El presidente Gustavo Petro informó que radicó una denuncia ante la Corte Penal Internacional contra el presidente electo Abelardo de la Espriella, a quien señala de presunta persecución política, según reportó el diario La Jornada. La comunicación se da en pleno proceso de empalme entre el Gobierno saliente y el equipo del mandatario que asumirá el cargo.
De acuerdo con la información publicada por La Jornada, la denuncia fue presentada por el propio Petro ante el tribunal con sede en La Haya. La acusación gira en torno a lo que el actual Gobierno describe como persecución política, una figura contemplada en el Estatuto de Roma como posible crimen contra la humanidad cuando se comete de forma sistemática.
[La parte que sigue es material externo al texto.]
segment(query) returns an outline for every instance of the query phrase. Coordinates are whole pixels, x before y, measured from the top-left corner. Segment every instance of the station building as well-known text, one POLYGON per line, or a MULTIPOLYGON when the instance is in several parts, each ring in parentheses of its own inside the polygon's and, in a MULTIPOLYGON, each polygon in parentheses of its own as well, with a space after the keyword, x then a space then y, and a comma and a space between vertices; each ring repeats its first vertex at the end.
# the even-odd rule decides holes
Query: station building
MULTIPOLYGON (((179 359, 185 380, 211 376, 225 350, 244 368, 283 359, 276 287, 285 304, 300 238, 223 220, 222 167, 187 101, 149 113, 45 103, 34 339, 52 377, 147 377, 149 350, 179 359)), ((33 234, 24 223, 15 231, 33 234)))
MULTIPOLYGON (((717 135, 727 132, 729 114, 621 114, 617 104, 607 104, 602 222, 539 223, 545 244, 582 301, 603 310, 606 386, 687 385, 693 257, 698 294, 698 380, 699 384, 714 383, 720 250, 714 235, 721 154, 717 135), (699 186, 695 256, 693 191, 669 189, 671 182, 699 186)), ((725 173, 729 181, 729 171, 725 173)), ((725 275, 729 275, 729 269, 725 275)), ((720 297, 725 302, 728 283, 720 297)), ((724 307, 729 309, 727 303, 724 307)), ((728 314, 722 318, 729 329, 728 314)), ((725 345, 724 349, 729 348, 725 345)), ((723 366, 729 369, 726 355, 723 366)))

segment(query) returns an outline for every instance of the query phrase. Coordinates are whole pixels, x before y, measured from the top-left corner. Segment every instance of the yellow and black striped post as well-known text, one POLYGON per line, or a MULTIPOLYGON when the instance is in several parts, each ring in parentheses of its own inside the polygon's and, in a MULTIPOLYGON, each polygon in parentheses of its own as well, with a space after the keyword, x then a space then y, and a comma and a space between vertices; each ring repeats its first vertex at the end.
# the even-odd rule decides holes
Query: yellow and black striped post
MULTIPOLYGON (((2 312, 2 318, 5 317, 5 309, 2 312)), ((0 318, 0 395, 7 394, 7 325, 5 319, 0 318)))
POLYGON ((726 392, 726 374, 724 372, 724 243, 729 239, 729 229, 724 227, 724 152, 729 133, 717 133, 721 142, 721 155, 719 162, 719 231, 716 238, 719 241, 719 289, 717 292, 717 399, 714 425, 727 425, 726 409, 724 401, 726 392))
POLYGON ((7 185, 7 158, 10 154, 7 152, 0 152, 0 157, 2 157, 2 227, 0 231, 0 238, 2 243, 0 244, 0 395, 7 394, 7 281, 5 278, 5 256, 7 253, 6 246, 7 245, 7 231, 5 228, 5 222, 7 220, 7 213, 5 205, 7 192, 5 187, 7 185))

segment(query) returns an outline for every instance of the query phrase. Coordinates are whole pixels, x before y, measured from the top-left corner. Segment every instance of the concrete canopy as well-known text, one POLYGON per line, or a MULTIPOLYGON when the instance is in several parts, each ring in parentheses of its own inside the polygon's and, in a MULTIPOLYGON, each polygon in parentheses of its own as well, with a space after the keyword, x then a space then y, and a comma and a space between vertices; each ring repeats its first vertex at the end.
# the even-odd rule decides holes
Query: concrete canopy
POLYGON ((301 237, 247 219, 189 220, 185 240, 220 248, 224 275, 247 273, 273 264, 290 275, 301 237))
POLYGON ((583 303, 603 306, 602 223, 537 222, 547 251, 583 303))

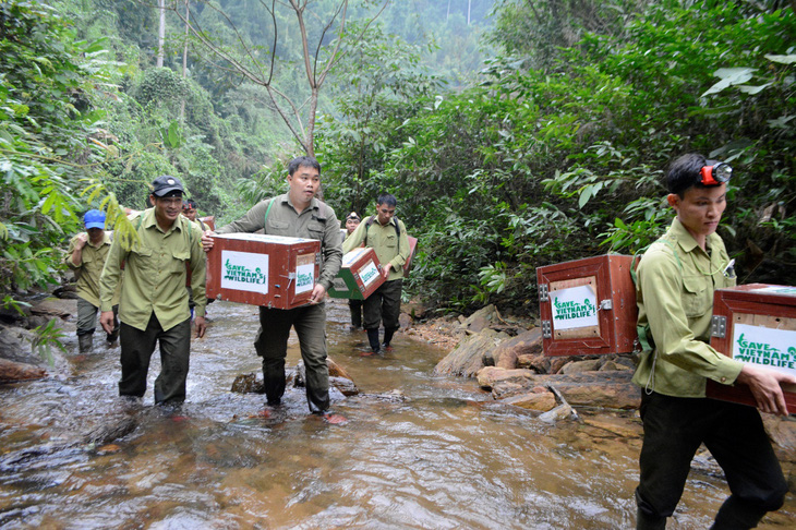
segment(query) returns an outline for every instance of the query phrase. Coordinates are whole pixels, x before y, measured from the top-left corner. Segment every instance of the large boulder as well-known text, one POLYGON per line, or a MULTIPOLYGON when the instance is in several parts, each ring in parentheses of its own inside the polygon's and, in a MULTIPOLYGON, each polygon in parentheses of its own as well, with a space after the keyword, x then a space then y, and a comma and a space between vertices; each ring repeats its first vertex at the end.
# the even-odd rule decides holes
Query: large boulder
POLYGON ((459 346, 434 368, 438 375, 460 375, 474 377, 484 368, 485 351, 491 351, 499 342, 508 338, 504 333, 484 329, 462 340, 459 346))
MULTIPOLYGON (((494 362, 492 365, 514 370, 520 357, 538 356, 542 352, 542 330, 538 327, 523 332, 516 337, 508 338, 497 345, 492 352, 486 353, 494 362)), ((490 365, 484 362, 485 365, 490 365)))
POLYGON ((495 399, 534 393, 536 387, 555 387, 574 407, 636 409, 641 396, 631 383, 630 371, 582 372, 575 374, 536 374, 530 370, 504 370, 486 366, 478 374, 479 385, 495 399))

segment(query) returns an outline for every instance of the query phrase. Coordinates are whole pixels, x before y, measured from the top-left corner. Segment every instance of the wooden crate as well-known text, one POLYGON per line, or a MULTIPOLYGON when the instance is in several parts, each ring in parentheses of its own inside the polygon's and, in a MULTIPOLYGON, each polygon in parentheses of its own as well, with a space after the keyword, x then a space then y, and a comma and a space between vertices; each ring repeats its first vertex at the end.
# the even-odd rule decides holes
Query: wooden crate
POLYGON ((207 228, 210 230, 216 229, 216 216, 215 215, 208 215, 206 217, 200 217, 200 220, 205 224, 207 228))
MULTIPOLYGON (((710 345, 720 353, 796 375, 796 287, 768 284, 716 289, 710 345)), ((787 385, 785 402, 796 413, 796 385, 787 385)), ((756 406, 751 390, 740 383, 722 385, 708 380, 708 397, 756 406)))
POLYGON ((310 301, 319 274, 321 241, 262 233, 214 236, 207 297, 292 309, 310 301))
POLYGON ((342 256, 342 266, 329 287, 331 298, 364 300, 384 284, 376 251, 360 246, 342 256))
POLYGON ((632 256, 605 254, 536 268, 547 357, 628 353, 637 340, 632 256))

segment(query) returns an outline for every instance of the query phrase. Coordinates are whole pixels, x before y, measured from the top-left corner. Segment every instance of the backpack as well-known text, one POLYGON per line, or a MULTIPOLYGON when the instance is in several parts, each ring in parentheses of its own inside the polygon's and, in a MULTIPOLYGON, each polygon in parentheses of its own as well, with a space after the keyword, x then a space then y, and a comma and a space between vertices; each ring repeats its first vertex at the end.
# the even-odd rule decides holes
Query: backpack
MULTIPOLYGON (((371 225, 373 225, 373 221, 375 219, 376 219, 376 216, 372 215, 365 221, 365 242, 364 242, 365 246, 367 246, 367 230, 370 230, 371 225)), ((398 217, 394 216, 393 219, 395 219, 395 236, 396 236, 396 238, 398 238, 398 253, 400 253, 400 251, 401 251, 401 229, 398 226, 398 217)), ((403 277, 405 278, 409 276, 409 270, 412 268, 412 258, 413 257, 414 257, 414 251, 412 251, 412 249, 410 246, 409 256, 407 257, 407 261, 403 264, 403 277)))

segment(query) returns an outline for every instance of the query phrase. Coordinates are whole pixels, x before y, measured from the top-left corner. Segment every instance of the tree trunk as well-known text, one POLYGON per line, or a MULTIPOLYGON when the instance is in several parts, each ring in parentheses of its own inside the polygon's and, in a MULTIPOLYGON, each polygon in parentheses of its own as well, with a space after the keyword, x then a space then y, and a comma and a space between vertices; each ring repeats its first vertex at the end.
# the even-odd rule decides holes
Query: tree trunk
MULTIPOLYGON (((182 48, 182 76, 188 77, 188 32, 189 32, 189 21, 191 20, 191 10, 188 5, 188 1, 185 0, 185 45, 182 48)), ((180 103, 180 123, 185 122, 185 98, 182 98, 182 101, 180 103)))
POLYGON ((157 9, 160 11, 160 24, 157 32, 157 68, 164 65, 164 46, 166 44, 166 0, 157 0, 157 9))

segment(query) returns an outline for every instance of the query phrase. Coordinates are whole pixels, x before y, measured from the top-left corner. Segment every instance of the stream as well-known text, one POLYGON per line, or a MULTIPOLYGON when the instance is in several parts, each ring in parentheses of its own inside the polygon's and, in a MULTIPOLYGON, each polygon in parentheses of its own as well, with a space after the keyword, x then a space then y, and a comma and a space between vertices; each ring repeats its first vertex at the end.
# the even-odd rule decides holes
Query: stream
MULTIPOLYGON (((447 352, 400 333, 393 352, 362 358, 348 306, 327 313, 329 357, 362 393, 333 393, 342 425, 309 414, 303 388, 289 385, 270 418, 264 395, 230 392, 261 369, 256 308, 230 302, 208 308, 178 410, 152 405, 157 351, 143 403, 122 402, 119 348, 100 333, 91 354, 72 345, 73 375, 0 386, 0 528, 635 527, 638 437, 545 423, 473 381, 435 376, 447 352)), ((293 334, 288 366, 299 359, 293 334)), ((720 477, 692 472, 668 528, 708 528, 726 494, 720 477)), ((794 514, 789 494, 759 528, 794 514)))

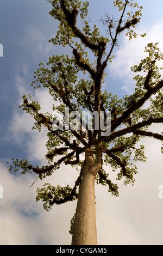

Abelardo de la Espriella resultó elegido en las urnas como sucesor de Petro y se prepara para asumir la presidencia de Colombia en la fecha constitucional establecida. Su elección estuvo rodeada de una campaña polarizante y de debates sobre el rumbo institucional del país, lo que explica la atención que despierta cualquier acción legal entre ambos bandos.
La Corte Penal Internacional es el tribunal de última instancia para juzgar a personas por genocidio, crímenes de lesa humanidad, crímenes de guerra y el crimen de agresión. Su competencia se activa cuando los Estados no pueden o no quieren adelantar investigaciones genuinas, y requiere que los hechos denunciados tengan relación con hechos posteriores al 1 de noviembre de 2002, fecha en que Colombia reconoció su jurisdicción.
Colombia vive un período de transición marcado por el cambio de administración. En ese contexto, las relaciones entre el gobierno saliente y el entrante suelen concentrarse en el empalme ministerial, la entrega de balances y la definición de prioridades de gobierno. La denuncia ante la CPI añade un capítulo judicial internacional a esa transición.
El anuncio se produce en un ambiente político crispado. Sectores cercanos al actual Gobierno han acusado al gobierno entrante de impulsar investigaciones y procesos judiciales contra funcionarios y aliados del Pacto Histórico, mientras que el entorno de De la Espriella sostiene que se trata de una retaliación política sin fundamento probatorio.
Según la fuente, no se conocen de inmediato los detalles procesales de la queja, como los hechos puntuales denunciados ni los nombres de las personas que respaldarían la denuncia. La CPI evalúa la admisibilidad de los casos que recibe y suele verificar si se cumplen los criterios de gravedad, complementariedad y jurisdicción antes de abrir una investigación formal.
Para la ciudadanía, el caso añade un nuevo frente de atención mediática en un año cargado de decisiones sobre el rumbo económico, la seguridad y las relaciones internacionales del país. Analistas consultados en otras ocasiones han recordado que este tipo de denuncias suelen tardar años en producir decisiones de fondo por parte del tribunal internacional.
Queda por conocer la reacción oficial del equipo de De la Espriella y del propio presidente electo, así como los tiempos en que la CPI se pronuncie sobre la admisibilidad de la denuncia. Mientras tanto, el proceso de empalme y la entrega del poder Ejecutivo en la fecha prevista siguen su curso institucional.